According to the Nursing Home Reform Act of 1987, Medicare or Medicaid certified facilities must 1) not require residents or potential residents to waive their rights to benefits under the Medicare or Medicaid program; 2) not require oral or written assurances that potential residents are not eligible for or will not apply for benefits under the Medicare or Medicaid programs; 3) provide oral and written information about how to apply for Medicaid and Medicare benefits, how to use such benefits, and how to obtain a refund for previous payments covered by benefits; 4) not require a third-party guarantee of payment as a condition of admission, to expedite admission, or as a condition of continued stay in the facility; and 5) in the case of a Medicaid recipient, not charge any amount in excess of that required to be paid under the state Medicaid plan as a precondition of admitting or expediting the admission of the individual to the facility or as a requirement for the individual's continued stay in the facility.

While in most cases discrimination by a Medicare or Medicaid certified facility against Medicaid-eligible residents is prohibited, the admission process is an exception to that rule. Since October 1, 1990, the NHRA requires Medicare and Medicaid certified facilities to establish and maintain identical policies and procedures regarding transfer, discharge, and the provision of services for all residents, regardless of source of payment. Unfortunately, nothing in the Act expressly prohibits unfair admission practices based on source of payment. Only a handful of states expressly prohibit such discrimination, without which Medicaid-eligible individuals can be refused admission or placed on Medicaid-only waiting lists even though beds are available. This allows the facility to save the beds for private pay or Medicare residents.

Since the admission procedure is so important and complex, we strongly suggest that you seek the assistance of a private geriatric care manager who can interface with the hospital discharge planner and help you find a suitable facility for your mother. We also suggest that you contact an experienced elder law attorney in your area who can review the admission documents to make sure that the agreement does not restrict or alter your mother's rights that are granted by federal law. In no event should you sign any admission agreement that contains any payment guarantee requirement by you.

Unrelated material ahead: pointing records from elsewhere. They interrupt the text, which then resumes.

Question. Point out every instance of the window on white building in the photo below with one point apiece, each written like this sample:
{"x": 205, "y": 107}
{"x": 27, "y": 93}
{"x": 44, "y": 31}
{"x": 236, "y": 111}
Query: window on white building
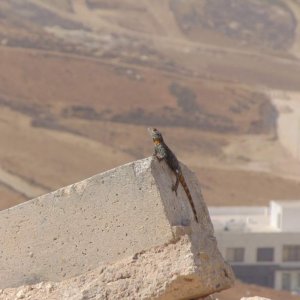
{"x": 291, "y": 253}
{"x": 235, "y": 254}
{"x": 286, "y": 281}
{"x": 265, "y": 254}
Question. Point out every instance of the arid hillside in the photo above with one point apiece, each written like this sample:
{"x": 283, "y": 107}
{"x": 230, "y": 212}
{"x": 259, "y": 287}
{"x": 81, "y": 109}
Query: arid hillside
{"x": 81, "y": 80}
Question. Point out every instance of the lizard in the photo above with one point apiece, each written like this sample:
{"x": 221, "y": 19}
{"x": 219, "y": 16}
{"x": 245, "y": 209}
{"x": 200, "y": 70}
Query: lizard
{"x": 163, "y": 152}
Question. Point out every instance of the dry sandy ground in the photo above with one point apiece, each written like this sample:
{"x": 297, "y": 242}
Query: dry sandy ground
{"x": 244, "y": 290}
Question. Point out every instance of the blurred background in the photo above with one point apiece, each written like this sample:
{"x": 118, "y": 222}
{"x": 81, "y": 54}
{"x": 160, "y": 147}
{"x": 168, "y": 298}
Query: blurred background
{"x": 81, "y": 80}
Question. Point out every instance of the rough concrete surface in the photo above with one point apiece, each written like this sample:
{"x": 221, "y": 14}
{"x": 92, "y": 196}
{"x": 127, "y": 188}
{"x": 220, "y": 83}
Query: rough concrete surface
{"x": 122, "y": 234}
{"x": 255, "y": 298}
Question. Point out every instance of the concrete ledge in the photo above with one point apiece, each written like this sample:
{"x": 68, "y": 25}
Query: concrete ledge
{"x": 104, "y": 219}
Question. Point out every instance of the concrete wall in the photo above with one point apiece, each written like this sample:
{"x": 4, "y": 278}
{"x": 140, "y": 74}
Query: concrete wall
{"x": 103, "y": 219}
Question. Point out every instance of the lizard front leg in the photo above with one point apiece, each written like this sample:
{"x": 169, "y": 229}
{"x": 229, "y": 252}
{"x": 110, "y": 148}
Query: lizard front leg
{"x": 175, "y": 186}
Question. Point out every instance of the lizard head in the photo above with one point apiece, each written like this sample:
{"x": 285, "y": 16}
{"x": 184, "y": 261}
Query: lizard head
{"x": 155, "y": 134}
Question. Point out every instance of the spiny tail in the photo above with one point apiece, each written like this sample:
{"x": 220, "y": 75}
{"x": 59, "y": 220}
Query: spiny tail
{"x": 187, "y": 191}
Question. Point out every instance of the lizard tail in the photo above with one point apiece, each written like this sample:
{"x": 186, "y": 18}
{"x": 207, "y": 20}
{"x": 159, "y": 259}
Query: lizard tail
{"x": 188, "y": 193}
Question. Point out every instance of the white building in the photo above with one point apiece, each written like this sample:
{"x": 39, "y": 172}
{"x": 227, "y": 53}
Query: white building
{"x": 261, "y": 243}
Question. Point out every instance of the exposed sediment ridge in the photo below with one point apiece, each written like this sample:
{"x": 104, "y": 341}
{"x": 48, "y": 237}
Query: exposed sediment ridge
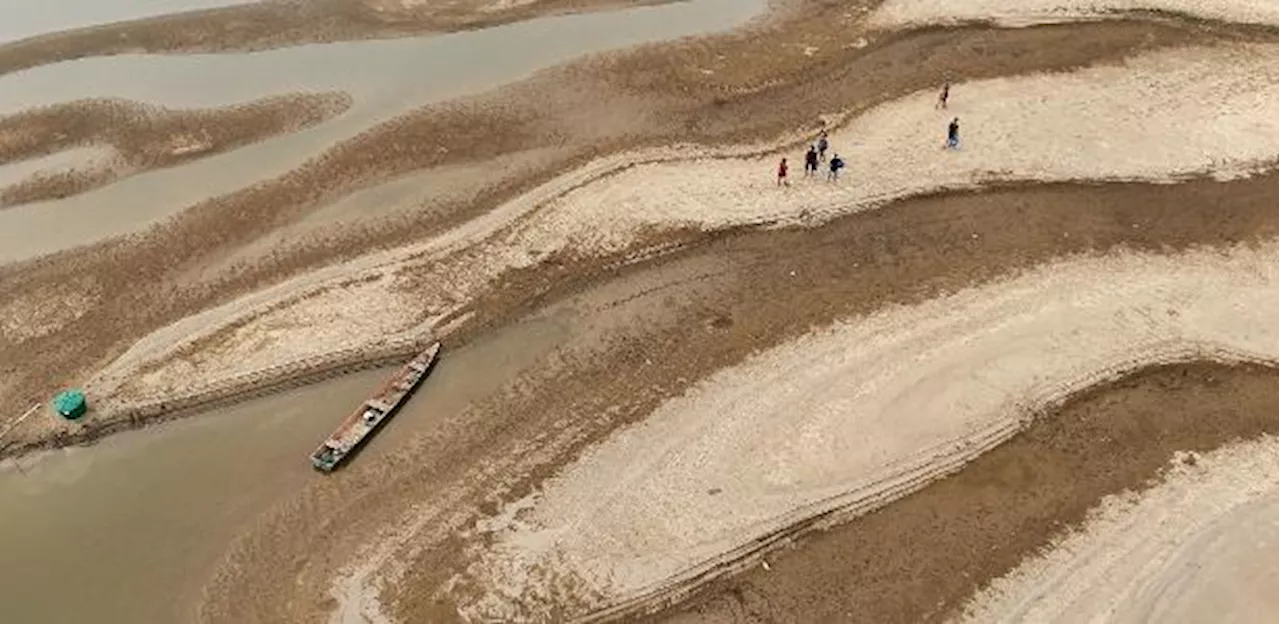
{"x": 213, "y": 230}
{"x": 609, "y": 205}
{"x": 894, "y": 14}
{"x": 1192, "y": 549}
{"x": 923, "y": 558}
{"x": 141, "y": 137}
{"x": 798, "y": 429}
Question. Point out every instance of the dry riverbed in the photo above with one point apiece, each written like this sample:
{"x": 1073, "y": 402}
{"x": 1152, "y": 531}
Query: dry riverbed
{"x": 877, "y": 356}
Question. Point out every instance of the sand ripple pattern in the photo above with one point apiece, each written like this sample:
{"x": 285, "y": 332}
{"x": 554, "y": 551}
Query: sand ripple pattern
{"x": 1159, "y": 117}
{"x": 913, "y": 13}
{"x": 854, "y": 416}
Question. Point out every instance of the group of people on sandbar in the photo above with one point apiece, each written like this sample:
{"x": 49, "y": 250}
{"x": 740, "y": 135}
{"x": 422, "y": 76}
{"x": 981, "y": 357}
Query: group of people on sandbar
{"x": 816, "y": 156}
{"x": 817, "y": 152}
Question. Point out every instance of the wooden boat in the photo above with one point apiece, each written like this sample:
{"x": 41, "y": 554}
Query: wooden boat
{"x": 374, "y": 411}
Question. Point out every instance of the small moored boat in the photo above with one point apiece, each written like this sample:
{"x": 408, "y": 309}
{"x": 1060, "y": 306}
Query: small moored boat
{"x": 374, "y": 411}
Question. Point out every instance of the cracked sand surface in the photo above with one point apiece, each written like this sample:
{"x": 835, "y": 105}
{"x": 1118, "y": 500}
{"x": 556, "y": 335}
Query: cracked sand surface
{"x": 1100, "y": 123}
{"x": 853, "y": 417}
{"x": 913, "y": 13}
{"x": 1198, "y": 547}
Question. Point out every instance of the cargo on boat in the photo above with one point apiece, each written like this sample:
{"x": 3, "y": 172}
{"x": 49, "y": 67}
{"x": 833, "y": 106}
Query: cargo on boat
{"x": 374, "y": 411}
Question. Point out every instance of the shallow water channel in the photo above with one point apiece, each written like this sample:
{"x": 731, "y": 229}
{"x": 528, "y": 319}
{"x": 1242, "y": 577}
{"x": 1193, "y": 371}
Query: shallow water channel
{"x": 129, "y": 530}
{"x": 24, "y": 18}
{"x": 385, "y": 78}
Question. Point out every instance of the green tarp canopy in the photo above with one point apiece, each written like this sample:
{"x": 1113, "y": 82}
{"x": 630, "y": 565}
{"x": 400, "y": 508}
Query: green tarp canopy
{"x": 71, "y": 404}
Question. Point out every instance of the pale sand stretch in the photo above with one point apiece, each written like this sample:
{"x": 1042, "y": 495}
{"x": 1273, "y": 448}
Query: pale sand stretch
{"x": 910, "y": 13}
{"x": 1156, "y": 117}
{"x": 1202, "y": 546}
{"x": 851, "y": 417}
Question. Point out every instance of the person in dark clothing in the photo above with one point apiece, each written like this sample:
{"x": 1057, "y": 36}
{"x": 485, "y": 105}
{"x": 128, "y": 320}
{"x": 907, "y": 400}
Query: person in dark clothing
{"x": 954, "y": 134}
{"x": 836, "y": 165}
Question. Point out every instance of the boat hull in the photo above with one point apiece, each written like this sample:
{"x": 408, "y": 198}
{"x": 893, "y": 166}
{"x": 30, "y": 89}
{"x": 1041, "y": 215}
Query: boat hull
{"x": 374, "y": 412}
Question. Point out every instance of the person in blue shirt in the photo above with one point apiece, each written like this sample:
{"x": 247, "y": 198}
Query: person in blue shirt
{"x": 836, "y": 165}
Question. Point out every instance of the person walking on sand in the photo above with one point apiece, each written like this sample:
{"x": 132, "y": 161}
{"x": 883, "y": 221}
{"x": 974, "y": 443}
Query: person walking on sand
{"x": 836, "y": 165}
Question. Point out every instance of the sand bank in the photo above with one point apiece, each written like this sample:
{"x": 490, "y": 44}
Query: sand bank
{"x": 855, "y": 416}
{"x": 1198, "y": 547}
{"x": 1100, "y": 123}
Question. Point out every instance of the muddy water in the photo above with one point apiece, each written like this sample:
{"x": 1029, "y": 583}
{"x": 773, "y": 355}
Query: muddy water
{"x": 385, "y": 78}
{"x": 24, "y": 18}
{"x": 129, "y": 530}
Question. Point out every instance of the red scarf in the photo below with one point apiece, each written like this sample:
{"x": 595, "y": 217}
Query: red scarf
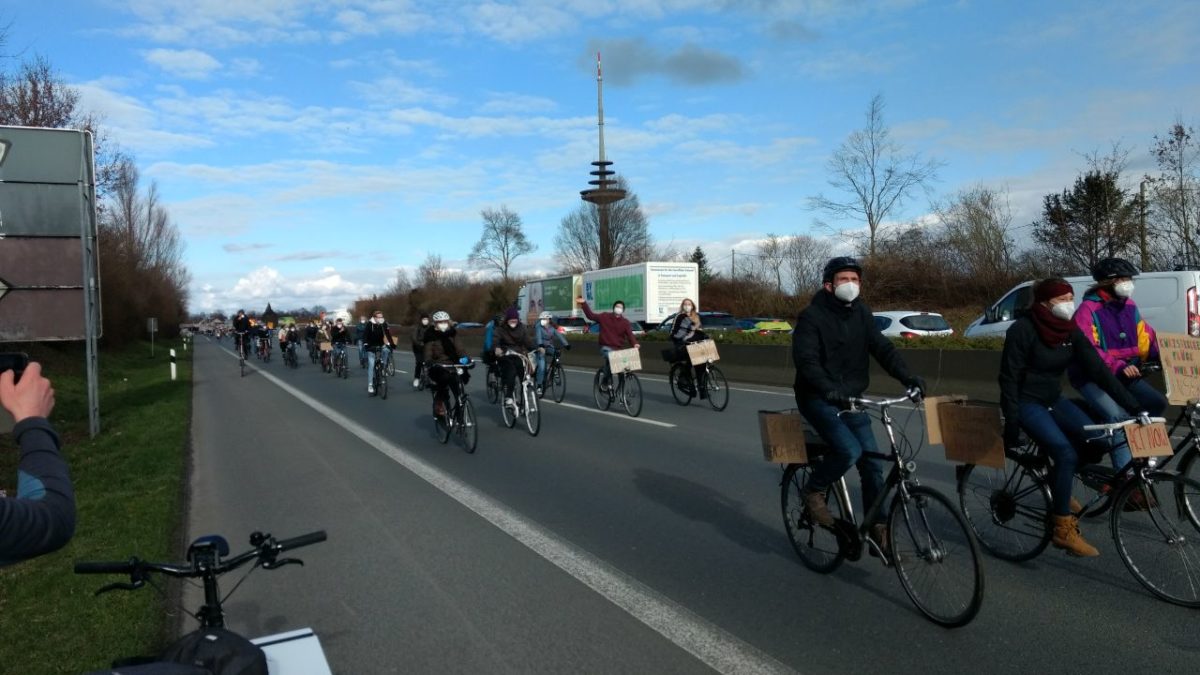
{"x": 1051, "y": 329}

SoloFact: Many of our readers are confused about what it takes for elderly family members to qualify for Medicaid-sponsored long-term care in nursing facilities. As a result, elderly family members are admitted into the facility as private pay patients, spend all of their assets, and then find out that they still do not qualify for Medicaid assistance. For this reason, a review of the basics seems in order - with the caveat that "the basics" vary from state to state.

Although most think that the only criterion is financial, nothing is farther from fact. Generally speaking, in order to qualify for Medicaid-sponsored long-term care services, a person must meet both financial and medical eligibility requirements. After a screening process, there is a written evaluation of the applicant's needs. Then a recommendation is made about the most appropriate place where care can be provided to meet the individual's assessed needs.

Bottom Line: Before an individual is admitted to a nursing facility and before money is spent for long-term care, it is a good idea to get an evaluation by a geriatric care manager or other expert to determine the probability of the individual medically qualifying for Medicaid in the future.